Présidentielle au Congo-Brazzaville : L’UPADS appelle à voter sans présenter de candidat

À l’approche de l’élection présidentielle du Congo-Brazzaville, l’Union panafricaine pour la démocratie sociale (UPADS), principal parti d’opposition dirigé par Pascal Tsaty Mabiala, a choisi de ne pas présenter de candidat. Le parti estime que les conditions d’un scrutin crédible ne sont pas réunies, mais invite néanmoins ses militants à exercer leur droit de vote le 15 mars 2026.

Pas de candidat, mais un appel civique

Réuni en session politique, l’UPADS a officialisé sa position de non-participation à la compétition présidentielle tout en soulignant l’importance du devoir civique. Selon Pascal Tsaty Mabiala, la décision de ne pas aligner de candidat a été prise plusieurs mois auparavant lors d’une réunion du Conseil national du parti.

« Nous avons décidé qu’il n’y aurait pas de candidat de l’UPADS. Nous sommes dans une République, dans un État de droit, et nous avons des obligations civiques. Nos militants sont invités à voter en leur âme et conscience », a-t-il déclaré. Le dirigeant de l’opposition a toutefois rappelé que le parti ne pouvait se soustraire au processus électoral national.

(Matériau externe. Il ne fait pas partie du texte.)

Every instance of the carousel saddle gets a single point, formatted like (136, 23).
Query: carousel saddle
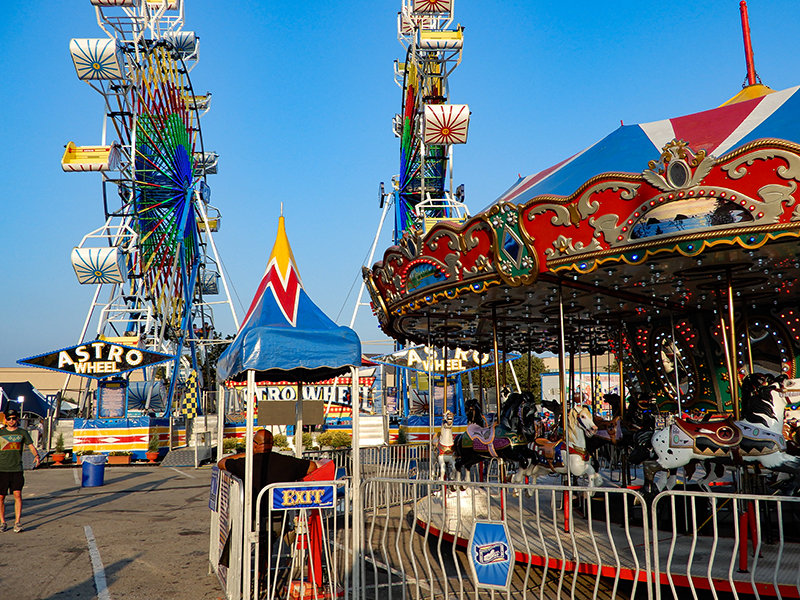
(610, 430)
(549, 451)
(487, 439)
(723, 432)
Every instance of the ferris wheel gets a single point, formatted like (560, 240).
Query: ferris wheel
(428, 125)
(154, 256)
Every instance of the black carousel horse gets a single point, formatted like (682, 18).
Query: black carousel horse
(507, 437)
(756, 439)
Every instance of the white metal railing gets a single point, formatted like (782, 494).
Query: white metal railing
(560, 547)
(227, 535)
(304, 552)
(576, 542)
(734, 543)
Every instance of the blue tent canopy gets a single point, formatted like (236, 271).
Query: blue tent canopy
(285, 336)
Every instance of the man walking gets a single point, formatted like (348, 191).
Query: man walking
(12, 441)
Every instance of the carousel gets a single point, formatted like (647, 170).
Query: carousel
(672, 245)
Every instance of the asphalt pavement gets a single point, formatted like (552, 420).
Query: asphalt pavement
(143, 535)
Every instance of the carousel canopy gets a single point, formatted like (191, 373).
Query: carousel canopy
(629, 148)
(285, 336)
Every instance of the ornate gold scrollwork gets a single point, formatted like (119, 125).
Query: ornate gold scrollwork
(678, 167)
(737, 168)
(565, 246)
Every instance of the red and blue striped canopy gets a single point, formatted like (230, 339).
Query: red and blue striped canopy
(285, 336)
(631, 147)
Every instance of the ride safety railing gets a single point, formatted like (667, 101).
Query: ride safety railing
(740, 544)
(474, 540)
(402, 536)
(227, 532)
(304, 545)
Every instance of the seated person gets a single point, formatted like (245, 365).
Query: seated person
(268, 467)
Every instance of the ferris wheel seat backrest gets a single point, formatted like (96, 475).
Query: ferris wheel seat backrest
(170, 4)
(99, 265)
(440, 40)
(80, 159)
(184, 42)
(97, 59)
(432, 6)
(111, 3)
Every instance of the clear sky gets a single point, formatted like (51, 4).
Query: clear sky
(303, 98)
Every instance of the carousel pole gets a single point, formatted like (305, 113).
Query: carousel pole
(747, 337)
(298, 413)
(592, 376)
(726, 351)
(431, 360)
(676, 365)
(480, 379)
(496, 359)
(247, 569)
(734, 371)
(530, 351)
(620, 366)
(562, 351)
(624, 477)
(505, 361)
(356, 494)
(444, 400)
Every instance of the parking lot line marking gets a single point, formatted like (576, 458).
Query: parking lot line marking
(182, 473)
(97, 566)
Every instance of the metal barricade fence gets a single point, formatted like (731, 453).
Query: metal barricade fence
(424, 538)
(304, 552)
(428, 539)
(737, 543)
(227, 534)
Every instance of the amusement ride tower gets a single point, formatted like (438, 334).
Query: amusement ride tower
(153, 261)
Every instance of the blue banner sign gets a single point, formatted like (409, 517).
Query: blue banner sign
(288, 498)
(491, 555)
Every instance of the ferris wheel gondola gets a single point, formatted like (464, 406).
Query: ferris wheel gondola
(157, 257)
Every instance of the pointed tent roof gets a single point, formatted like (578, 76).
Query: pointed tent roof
(285, 336)
(630, 148)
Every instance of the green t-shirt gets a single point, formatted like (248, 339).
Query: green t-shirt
(12, 445)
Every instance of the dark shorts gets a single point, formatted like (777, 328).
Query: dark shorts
(11, 482)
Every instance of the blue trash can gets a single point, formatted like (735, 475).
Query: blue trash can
(93, 467)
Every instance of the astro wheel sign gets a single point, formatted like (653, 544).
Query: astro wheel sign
(97, 360)
(491, 555)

Vote libre et absence de consigne politique

Face à la question d’une éventuelle préférence parmi les sept candidats en lice, la direction du parti a évité de donner une orientation politique explicite. « Le militant qui votera, libre devant sa conscience, mettra son bulletin dans l’urne selon son choix. Nous n’allons pas l’en empêcher », a ajouté le responsable politique.

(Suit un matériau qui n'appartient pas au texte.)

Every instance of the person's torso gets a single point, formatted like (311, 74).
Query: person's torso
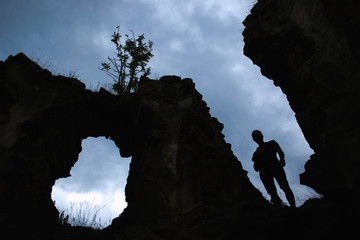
(265, 155)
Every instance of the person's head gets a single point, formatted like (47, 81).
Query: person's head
(257, 136)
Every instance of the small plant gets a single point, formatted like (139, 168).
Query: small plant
(131, 58)
(83, 214)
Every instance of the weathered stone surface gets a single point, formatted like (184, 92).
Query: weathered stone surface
(310, 48)
(183, 175)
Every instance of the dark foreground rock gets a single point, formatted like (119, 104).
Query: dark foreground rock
(183, 175)
(310, 49)
(184, 181)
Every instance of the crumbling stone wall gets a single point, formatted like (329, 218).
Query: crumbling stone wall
(310, 49)
(183, 175)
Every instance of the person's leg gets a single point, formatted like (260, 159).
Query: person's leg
(280, 177)
(268, 181)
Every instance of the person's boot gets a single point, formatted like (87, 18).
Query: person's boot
(276, 201)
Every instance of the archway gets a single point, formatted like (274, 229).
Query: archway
(96, 185)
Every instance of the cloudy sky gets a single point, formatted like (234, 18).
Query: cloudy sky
(199, 39)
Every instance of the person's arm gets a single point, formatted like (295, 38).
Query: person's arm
(281, 155)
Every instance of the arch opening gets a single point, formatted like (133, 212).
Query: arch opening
(94, 194)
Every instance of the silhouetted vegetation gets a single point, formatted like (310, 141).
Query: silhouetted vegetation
(132, 56)
(83, 214)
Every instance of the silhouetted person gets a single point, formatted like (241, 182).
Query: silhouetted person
(269, 167)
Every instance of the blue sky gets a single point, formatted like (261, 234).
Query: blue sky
(199, 39)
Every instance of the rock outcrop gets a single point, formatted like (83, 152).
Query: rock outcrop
(183, 176)
(310, 49)
(184, 181)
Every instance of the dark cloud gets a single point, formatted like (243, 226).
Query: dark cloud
(200, 39)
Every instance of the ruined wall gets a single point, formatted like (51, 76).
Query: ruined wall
(184, 181)
(310, 49)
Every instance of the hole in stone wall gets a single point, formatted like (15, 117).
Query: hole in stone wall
(94, 194)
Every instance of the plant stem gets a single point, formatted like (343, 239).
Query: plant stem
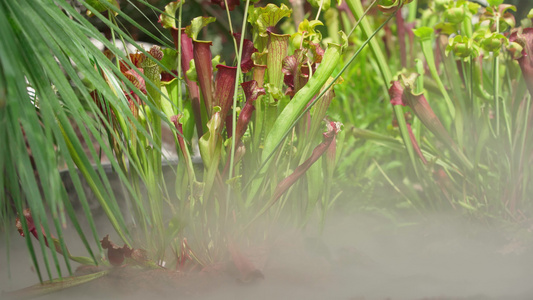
(235, 97)
(357, 9)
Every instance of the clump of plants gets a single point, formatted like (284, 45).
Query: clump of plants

Cette position traduit une stratégie d’opposition dite de « participation critique », consistant à ne pas boycotter le scrutin tout en exprimant des réserves sur les conditions d’organisation de l’élection en Brazzaville.

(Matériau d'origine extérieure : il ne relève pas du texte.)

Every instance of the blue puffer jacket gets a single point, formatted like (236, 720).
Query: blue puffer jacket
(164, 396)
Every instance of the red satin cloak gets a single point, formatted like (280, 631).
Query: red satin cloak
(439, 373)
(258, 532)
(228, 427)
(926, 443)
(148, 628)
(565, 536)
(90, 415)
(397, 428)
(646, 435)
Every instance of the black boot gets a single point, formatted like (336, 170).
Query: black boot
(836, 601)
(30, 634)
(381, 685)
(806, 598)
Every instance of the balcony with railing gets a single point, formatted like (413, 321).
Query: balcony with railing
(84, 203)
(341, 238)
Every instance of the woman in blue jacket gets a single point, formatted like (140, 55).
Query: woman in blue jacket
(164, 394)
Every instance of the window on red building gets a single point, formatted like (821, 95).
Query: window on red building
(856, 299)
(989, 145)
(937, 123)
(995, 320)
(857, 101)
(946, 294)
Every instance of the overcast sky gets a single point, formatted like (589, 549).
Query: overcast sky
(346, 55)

Un contexte électoral sous tension

La présidentielle du 15 mars 2026 intervient dans un climat politique marqué par les débats sur la transparence électorale et la légitimité du processus démocratique dans le Congo.

Pour plusieurs observateurs, la posture de l’UPADS illustre les dilemmes stratégiques de l’opposition dans les systèmes politiques où la compétition électorale reste fortement asymétrique.